Menu
Elastic Load Balancing
User Guide

Elastic Load Balancing Service-Linked Role

Elastic Load Balancing uses a service-linked role for the permissions that it requires to call other AWS services on your behalf. For more information, see Using Service-Linked Roles in the IAM User Guide.

Permissions Granted by the Service-Linked Role

Elastic Load Balancing uses the service-linked role named AWSServiceRoleForElasticLoadBalancing to call the following actions on your behalf:

  • ec2:DescribeAddresses

  • ec2:DescribeInstances

  • ec2:DescribeSubnets

  • ec2:DescribeSecurityGroups

  • ec2:DescribeVpcs

  • ec2:DescribeInternetGateways

  • ec2:DescribeAccountAttributes

  • ec2:DescribeClassicLinkInstances

  • ec2:DescribeVpcClassicLink

  • ec2:CreateSecurityGroup

  • ec2:CreateNetworkInterface

  • ec2:DeleteNetworkInterface

  • ec2:ModifyNetworkInterface

  • ec2:ModifyNetworkInterfaceAttribute

  • ec2:AuthorizeSecurityGroupIngress

  • ec2:AssociateAddress

  • ec2:DisassociateAddress

  • ec2:AttachNetworkInterface

  • ec2:DetachNetworkInterface

  • ec2:AssignPrivateIpAddresses

  • ec2:AssignIpv6Addresses

  • ec2:UnassignIpv6Addresses

  • logs:CreateLogDelivery

  • logs:GetLogDelivery

  • logs:UpdateLogDelivery

  • logs:DeleteLogDelivery

  • logs:ListLogDeliveries

AWSServiceRoleForElasticLoadBalancing trusts the elasticloadbalancing.amazonaws.com service to assume the role.

Create the Service-Linked Role

You don't need to manually create the AWSServiceRoleForElasticLoadBalancing role. Elastic Load Balancing creates this role for you when you create a load balancer.

If you created a load balancer before January 11, 2018, Elastic Load Balancing created AWSServiceRoleForElasticLoadBalancing in your AWS account. For more information, see A New Role Appeared in My AWS Account in the IAM User Guide.

Edit the Service-Linked Role

You can edit the description of AWSServiceRoleForElasticLoadBalancing using IAM. For more information, see Editing a Service-Linked Role in the IAM User Guide.

Delete the Service-Linked Role

If you no longer need to use Elastic Load Balancing, we recommend that you delete AWSServiceRoleForElasticLoadBalancing.

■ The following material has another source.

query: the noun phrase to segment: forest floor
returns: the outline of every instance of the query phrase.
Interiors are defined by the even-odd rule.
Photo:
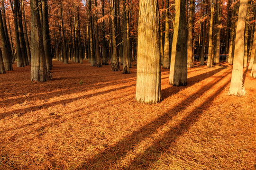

You can delete this service-linked role only after you delete all load balancers in your AWS account. This ensures that you can't inadvertently remove permission to access your load balancers. For more information, see Delete an Application Load Balancer, Delete a Network Load Balancer, and Delete a Classic Load Balancer.

You can use the IAM console, the IAM CLI, or the IAM API to delete service-linked roles. For more information, see Deleting a Service-Linked Role in the IAM User Guide.

After you delete AWSServiceRoleForElasticLoadBalancing, Elastic Load Balancing creates the role again if you create a load balancer.